Tom stayed silent. He made no move to adjust--only softened a little under her weight.
They remained that way.
The silence gave her room to rest. She felt no urge to break it.
The movie had started drifting into the background.
Claudia hadn't moved in a while. Then she shifted, turned slightly toward him.
"Can I sleep here tonight?"
Her voice was quiet. No tension. Just tired.
She stood, undid her jeans, and stepped out of them in one motion.
Her T-shirt stayed on. She folded the pants slowly, placed them on the chair, and crossed the room to the bed.
Tom reached for the remote and turned off the screen.
The room fell quiet in a way that felt natural.
Then he got up and disappeared into the bathroom.
When he returned, she was already under the blanket, lying on her side, facing away. He wore a pair of shorts and an old T-shirt, soft with wear. He slid in behind her. Close, but not touching.

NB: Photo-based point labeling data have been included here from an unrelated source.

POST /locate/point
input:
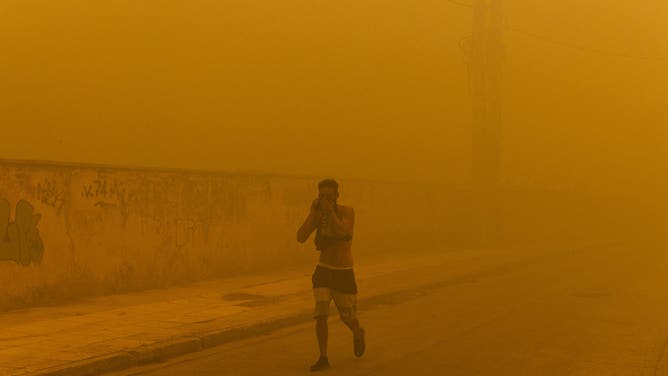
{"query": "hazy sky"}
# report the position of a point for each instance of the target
(374, 89)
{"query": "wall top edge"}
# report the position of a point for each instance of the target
(174, 170)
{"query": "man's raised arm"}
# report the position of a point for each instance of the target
(309, 225)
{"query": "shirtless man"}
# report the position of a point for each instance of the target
(333, 278)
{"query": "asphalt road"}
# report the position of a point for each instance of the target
(600, 311)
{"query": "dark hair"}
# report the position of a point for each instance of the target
(329, 183)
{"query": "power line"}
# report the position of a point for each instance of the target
(570, 45)
(583, 48)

For a moment, nothing moved. Then she shifted, slow and certain, until her back touched his chest and her body settled into his. The contact felt quiet, instinctive--neither invitation nor test, just something her body needed more than space.
She reached for his wrist and drew his arm across her, settling it where it felt right. Just to know he was there. Quiet. Steady. To bring her through the night. She lay still for a long time, her body aware of his presence, relaxed against him. The day had offered too many mirrors; now she longed for a pause from reflection.
Yet a subtle alertness remained inside her, a thought still unfinished. It wasn't jealousy or curiosity. Just a need to know what kind of presence she had let that close.
Eventually, her voice reached him, soft in the dark.
"Did you sleep with many women?"
He hesitated. Not long--but just enough for her to notice.
"Yes," he said. Then, after a pause: "Each one was different."
She didn't react right away.
"And me?"
He took a moment. Then he shifted--barely--just enough for her to sense it.
"You are," he said. "In a way that stays."
She leaned into him, more fully now, until her back rested firm against his chest. Her hand found his and stayed there--not gripping, just holding. He didn't move. He simply stayed.
As the weight of the day faded, one thought moved through her--soft as the room around them.
Maybe learning something about herself never brought real fear. The frightening part was always the silence afterward.
Tonight, she didn't have to meet it alone.
Slowly, she let herself fall asleep.